Park and Wong are performers with natural charisma, even if Park is a slightly stronger actor than Wong. However, Always Be My Maybe traps them in crudely drawn archetypes rather than allowing them to develop fully-formed characters. There is a moment late in Always Be My Maybe when – paying off an earlier joke – Marcus struts into a Tom Ford store and demands that he be properly dressed for his reunion with Sasha. However, when he sees the price tag, Marcus immediately retreats to a discount mall to buy the kind of suit that is useful for “low level job interviews” or “court appearances.”

Driving curiousity.

That joke feels almost like a commentary on Always Be My Maybe, which has all the basic ingredients and structure of a basic romantic comedy, but refuses to elevate its game in the way that other contemporary examples of the form like The Big Sick have done. There is a strange sense that Always Be My Maybe believes that it is enough to show up and hit its marks, to do the bare minimum expected of a film like this. This is evident even during the opening montage, set to a poor cover version of Young Americans. This is a film with Netflix money; go Bowie or bust, but don’t settle on a lifeless imitation.

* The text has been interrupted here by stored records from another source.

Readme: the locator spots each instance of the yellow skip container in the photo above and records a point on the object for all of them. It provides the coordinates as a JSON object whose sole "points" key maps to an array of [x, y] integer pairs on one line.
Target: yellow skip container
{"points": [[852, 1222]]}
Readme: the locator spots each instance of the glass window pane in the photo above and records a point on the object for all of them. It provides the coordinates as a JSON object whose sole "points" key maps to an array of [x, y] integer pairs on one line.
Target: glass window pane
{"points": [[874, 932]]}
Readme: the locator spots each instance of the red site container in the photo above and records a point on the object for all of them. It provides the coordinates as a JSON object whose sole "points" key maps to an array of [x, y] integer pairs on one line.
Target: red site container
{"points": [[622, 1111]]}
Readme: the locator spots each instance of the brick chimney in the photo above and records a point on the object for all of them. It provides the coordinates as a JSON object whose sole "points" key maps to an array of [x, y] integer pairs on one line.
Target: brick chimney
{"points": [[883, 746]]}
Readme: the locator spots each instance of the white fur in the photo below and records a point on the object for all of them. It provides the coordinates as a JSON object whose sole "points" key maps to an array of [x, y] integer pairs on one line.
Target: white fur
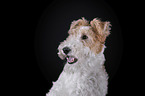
{"points": [[87, 77]]}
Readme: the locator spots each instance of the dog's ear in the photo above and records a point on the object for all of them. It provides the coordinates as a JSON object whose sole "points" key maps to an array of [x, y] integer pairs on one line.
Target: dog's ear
{"points": [[102, 29], [77, 23]]}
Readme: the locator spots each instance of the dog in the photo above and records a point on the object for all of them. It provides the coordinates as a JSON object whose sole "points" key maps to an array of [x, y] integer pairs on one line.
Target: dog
{"points": [[84, 73]]}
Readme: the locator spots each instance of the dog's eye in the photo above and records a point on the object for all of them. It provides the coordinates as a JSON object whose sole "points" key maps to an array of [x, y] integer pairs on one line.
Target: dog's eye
{"points": [[84, 37]]}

This is obvious in the way that Always Be My Maybe shamelessly indulges in the tropes and conventions of the romantic comedy with only fleeting self-awareness. An extended early sequence casts forty-five-year-old Randall Park as a nineteen-year-old character by dressing him in a wig and baggy clothes. In a more self-aware film this would play like the early scenes from Walk Hard: The Dewey Cox Story, revelling in the absurdity of a middle-aged man playing a teenager. Instead, Always Be My Maybe just asks the audience to accept it as a standard trope in films like this, without unpacking or amending it.

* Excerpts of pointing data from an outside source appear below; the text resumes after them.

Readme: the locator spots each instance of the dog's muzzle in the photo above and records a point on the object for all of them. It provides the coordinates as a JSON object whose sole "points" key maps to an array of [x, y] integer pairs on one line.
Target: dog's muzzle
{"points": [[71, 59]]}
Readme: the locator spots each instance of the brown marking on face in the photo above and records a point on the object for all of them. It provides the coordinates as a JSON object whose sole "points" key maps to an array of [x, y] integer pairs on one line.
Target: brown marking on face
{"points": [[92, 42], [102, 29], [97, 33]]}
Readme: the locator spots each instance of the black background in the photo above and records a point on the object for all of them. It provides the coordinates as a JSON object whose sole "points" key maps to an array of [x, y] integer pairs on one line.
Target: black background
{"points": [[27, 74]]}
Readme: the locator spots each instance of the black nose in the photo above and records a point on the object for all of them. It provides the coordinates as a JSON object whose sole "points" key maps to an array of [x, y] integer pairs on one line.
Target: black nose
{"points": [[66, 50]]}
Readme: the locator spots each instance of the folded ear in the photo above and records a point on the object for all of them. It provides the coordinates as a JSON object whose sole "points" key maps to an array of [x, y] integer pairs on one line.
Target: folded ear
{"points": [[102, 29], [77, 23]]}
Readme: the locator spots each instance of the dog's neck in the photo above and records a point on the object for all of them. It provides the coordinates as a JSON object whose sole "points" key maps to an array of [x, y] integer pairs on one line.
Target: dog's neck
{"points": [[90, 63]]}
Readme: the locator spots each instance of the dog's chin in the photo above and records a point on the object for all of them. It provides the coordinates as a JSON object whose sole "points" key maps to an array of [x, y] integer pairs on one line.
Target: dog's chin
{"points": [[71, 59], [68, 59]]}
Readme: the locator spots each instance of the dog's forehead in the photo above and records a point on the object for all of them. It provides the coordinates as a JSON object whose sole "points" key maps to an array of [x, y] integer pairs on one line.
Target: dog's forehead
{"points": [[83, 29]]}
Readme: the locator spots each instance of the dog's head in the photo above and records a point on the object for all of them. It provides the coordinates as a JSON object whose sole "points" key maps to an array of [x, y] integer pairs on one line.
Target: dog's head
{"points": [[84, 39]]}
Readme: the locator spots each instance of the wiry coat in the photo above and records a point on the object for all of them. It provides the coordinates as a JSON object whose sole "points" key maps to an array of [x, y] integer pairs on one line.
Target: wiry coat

Table these concerns for later.

To a certain extent, Always Be My Maybe suffers slightly from arriving in the middle of a romantic comedy revival. Had the film been released a few years earlier, it might have seemed a welcome and refreshing revival. (That said, one imagines that the film would look a lot different.) However, as it stands, Always Be My Maybe serves another purpose. It demonstrates the intense level of skill and craft present in recent films attempting to revive the genre. Always Be My Maybe demonstrates that just being a romantic comedy is not enough, that simply applying the formula isn’t enough.

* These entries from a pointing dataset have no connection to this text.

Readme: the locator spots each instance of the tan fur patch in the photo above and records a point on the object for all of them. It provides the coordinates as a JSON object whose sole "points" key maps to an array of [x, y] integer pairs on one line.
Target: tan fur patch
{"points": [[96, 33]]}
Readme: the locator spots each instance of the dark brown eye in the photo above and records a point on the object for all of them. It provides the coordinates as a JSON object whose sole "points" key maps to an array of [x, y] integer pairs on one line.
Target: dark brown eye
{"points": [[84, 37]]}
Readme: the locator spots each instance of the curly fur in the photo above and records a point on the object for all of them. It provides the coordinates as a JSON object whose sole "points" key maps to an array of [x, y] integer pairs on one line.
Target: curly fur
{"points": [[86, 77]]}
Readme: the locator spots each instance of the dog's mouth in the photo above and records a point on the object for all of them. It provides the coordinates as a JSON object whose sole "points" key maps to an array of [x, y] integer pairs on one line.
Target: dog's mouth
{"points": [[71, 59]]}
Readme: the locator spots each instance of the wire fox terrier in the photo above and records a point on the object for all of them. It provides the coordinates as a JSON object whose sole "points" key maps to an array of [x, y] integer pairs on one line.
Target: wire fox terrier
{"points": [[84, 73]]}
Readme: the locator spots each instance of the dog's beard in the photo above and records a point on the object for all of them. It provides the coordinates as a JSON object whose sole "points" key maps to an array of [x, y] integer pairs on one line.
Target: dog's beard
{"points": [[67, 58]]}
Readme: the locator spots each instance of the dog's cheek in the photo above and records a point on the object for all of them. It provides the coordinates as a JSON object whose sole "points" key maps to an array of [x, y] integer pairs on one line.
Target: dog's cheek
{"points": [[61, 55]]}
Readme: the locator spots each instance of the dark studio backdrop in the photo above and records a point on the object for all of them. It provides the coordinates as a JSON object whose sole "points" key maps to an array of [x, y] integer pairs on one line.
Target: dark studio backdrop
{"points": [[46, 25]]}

Park and Wong are both charismatic performers, but Always Be My Maybe lacks the stellar chemistry that made Set It Up pop off the screen. Always Be My Maybe hits on all of the expected beats of a romantic comedy, but it never elevates them with the little attention to detail and understanding that made Crazy Rich Asians such a delight. Always Be My Maybe understands the need for the genre to diversify, but doesn’t understand how best to use that to revitalise familiar formulas like Late Night. Always Be My Maybe tries to sell its big emotional moments, but none land as well as any in The Big Sick.

The result is something that looks and feels like a factory setting romantic comedy. Within a genre that has demonstrated it is capable of so much moreover the past few years, that just isn’t enough.